Zudem können Abwicklungskollegien als Diskussionsforen für alle Fragen im Zusammenhang mit der grenzüberschreitenden Gruppenabwicklung genutzt werden.

(2) Mitglieder des Abwicklungskollegiums sind

a)
die für die Gruppenabwicklung zuständige Behörde,
b)
die Abwicklungsbehörden der einzelnen Mitgliedstaaten, in denen ein der Beaufsichtigung auf konsolidierter Basis unterliegendes Tochterunternehmen niedergelassen ist,
c)
die Abwicklungsbehörden der Mitgliedstaaten, in denen ein Mutterunternehmen eines oder mehrerer Institute der Gruppe, d. h. ein Unternehmen im Sinne des Artikels 1 Absatz 1 Buchstabe d, niedergelassen ist,
d)
die Abwicklungsbehörden der Mitgliedstaaten, in denen sich bedeutende Zweigstellen befinden,
e)
die konsolidierende Aufsichtsbehörde und die zuständigen Behörden der Mitgliedstaaten, in denen die Abwicklungsbehörde Mitglied des Abwicklungskollegiums ist.
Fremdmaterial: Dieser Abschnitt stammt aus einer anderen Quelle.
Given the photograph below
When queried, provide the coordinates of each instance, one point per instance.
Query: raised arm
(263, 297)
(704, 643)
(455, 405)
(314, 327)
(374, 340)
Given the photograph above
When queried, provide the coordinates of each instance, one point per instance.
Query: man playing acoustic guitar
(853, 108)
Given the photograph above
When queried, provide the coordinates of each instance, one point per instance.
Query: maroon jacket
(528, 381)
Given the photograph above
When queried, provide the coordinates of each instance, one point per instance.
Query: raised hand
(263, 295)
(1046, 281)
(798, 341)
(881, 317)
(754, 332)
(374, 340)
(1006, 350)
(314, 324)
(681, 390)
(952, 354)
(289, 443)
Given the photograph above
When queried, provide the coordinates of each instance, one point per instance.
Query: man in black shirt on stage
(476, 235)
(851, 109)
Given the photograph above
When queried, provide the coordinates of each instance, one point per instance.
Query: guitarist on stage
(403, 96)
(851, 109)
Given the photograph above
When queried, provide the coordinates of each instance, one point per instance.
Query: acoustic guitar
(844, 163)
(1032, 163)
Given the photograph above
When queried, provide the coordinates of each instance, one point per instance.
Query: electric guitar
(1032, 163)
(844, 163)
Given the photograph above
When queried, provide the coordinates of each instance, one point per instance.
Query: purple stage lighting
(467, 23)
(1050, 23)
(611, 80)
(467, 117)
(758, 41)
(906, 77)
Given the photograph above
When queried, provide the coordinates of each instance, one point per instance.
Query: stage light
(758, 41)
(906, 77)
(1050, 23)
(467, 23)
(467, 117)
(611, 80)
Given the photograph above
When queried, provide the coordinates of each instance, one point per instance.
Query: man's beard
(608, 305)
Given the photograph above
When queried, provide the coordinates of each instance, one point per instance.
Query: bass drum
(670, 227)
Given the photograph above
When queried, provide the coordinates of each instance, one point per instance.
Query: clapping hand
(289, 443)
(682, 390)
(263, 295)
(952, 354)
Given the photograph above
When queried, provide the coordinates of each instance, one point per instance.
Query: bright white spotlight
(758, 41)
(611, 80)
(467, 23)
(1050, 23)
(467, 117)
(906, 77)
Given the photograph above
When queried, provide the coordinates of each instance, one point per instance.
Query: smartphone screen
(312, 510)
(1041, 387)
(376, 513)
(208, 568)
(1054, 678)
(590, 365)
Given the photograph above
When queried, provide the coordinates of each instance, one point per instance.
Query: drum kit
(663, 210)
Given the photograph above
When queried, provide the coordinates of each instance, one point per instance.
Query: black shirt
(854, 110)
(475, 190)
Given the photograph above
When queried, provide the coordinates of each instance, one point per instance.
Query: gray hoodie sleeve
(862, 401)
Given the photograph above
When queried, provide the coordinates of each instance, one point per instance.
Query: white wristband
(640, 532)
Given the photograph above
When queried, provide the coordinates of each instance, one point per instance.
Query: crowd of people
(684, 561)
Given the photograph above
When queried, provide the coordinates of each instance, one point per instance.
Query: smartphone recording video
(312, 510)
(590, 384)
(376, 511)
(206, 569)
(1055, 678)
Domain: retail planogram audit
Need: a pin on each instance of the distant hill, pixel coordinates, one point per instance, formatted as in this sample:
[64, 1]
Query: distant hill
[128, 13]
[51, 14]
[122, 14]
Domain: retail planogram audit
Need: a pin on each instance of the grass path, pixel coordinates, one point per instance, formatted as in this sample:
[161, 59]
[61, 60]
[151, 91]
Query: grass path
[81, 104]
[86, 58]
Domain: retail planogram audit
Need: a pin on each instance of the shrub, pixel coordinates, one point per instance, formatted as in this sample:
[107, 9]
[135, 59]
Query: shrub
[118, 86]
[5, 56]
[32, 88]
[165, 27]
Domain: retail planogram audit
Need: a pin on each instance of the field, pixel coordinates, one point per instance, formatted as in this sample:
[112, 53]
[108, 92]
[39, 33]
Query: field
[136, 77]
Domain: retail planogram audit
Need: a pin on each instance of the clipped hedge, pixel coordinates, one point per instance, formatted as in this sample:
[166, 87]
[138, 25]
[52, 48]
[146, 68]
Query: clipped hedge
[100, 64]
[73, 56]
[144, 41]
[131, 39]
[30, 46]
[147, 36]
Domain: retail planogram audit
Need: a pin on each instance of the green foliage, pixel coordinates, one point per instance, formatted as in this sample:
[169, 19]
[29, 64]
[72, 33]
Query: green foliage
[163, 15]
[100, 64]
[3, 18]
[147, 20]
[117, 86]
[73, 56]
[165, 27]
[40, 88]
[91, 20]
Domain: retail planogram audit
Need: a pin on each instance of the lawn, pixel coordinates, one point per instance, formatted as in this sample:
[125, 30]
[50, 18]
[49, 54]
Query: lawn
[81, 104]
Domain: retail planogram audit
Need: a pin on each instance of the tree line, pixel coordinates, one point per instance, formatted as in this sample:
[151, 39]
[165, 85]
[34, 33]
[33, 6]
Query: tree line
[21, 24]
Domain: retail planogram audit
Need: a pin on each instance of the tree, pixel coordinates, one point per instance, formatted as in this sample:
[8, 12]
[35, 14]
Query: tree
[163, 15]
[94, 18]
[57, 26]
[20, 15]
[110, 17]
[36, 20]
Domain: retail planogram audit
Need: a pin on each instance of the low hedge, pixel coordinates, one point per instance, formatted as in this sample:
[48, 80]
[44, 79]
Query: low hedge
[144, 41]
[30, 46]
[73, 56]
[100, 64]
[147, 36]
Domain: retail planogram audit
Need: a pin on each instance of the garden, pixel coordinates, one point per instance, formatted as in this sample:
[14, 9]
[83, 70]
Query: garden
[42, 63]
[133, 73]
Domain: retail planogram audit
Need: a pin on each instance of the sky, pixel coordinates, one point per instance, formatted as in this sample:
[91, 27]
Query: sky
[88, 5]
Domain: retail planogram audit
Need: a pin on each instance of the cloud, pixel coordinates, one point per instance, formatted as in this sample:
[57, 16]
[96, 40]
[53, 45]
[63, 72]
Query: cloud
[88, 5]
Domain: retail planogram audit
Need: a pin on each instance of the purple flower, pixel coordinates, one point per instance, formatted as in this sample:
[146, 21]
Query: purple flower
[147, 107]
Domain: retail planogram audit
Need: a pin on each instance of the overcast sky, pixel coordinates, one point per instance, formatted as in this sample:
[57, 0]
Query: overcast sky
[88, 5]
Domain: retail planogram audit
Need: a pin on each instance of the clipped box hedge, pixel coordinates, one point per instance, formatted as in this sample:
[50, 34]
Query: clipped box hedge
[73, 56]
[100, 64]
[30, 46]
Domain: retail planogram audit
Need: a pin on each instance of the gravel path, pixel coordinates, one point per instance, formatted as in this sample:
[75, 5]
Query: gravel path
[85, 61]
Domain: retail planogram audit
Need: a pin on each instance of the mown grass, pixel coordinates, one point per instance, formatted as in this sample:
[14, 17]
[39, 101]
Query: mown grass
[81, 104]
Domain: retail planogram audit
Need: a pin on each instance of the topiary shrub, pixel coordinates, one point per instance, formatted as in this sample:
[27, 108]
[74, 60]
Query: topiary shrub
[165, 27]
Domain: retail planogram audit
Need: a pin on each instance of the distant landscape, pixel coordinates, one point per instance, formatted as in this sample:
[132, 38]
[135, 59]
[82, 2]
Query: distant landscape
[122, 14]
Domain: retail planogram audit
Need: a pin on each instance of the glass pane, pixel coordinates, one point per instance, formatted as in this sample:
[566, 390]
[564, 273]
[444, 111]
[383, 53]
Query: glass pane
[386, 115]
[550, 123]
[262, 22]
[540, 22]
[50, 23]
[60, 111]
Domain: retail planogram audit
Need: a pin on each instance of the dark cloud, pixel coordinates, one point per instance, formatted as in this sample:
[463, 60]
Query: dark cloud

Wenn es sich bei der zuständigen Behörde eines Mitgliedstaats nicht um die Zentralbank des Mitgliedstaats handelt, kann die zuständige Behörde entscheiden, sich von einem Vertreter der Zentralbank des Mitgliedstaats begleiten zu lassen,
f)
die zuständigen Ministerien, wenn es sich bei den Abwicklungsbehörden, die Mitglieder des Abwicklungskollegiums sind, nicht um die zuständigen Ministerien handelt,
g)
die Behörde, die für das Einlagensicherungssystem eines Mitgliedstaats zuständig ist, wenn die Abwicklungsbehörde dieses Mitgliedstaats Mitglied eines Abwicklungskollegiums ist,
h)
die EBA vorbehaltlich des Absatzes 4.

(3) Wenn ein in der Union niedergelassenes Mutterunternehmen oder Institut ein Tochterinstitut oder eine Zweigstelle in einem Drittland hat, die als bedeutend angesehen würde, wenn sie in der Union niedergelassen wäre, können die Abwicklungsbehörden der betreffenden Drittländer auf ihr Ersuchen eingeladen werden, als Beobachter am Abwicklungskollegium teilzunehmen, sofern diese Abwicklungsbehörden Geheimhaltungspflichten unterliegen, die nach Auffassung der für die Gruppenabwicklung zuständigen Behörde den in Artikel 98 festgelegten Anforderungen gleichwertig sind.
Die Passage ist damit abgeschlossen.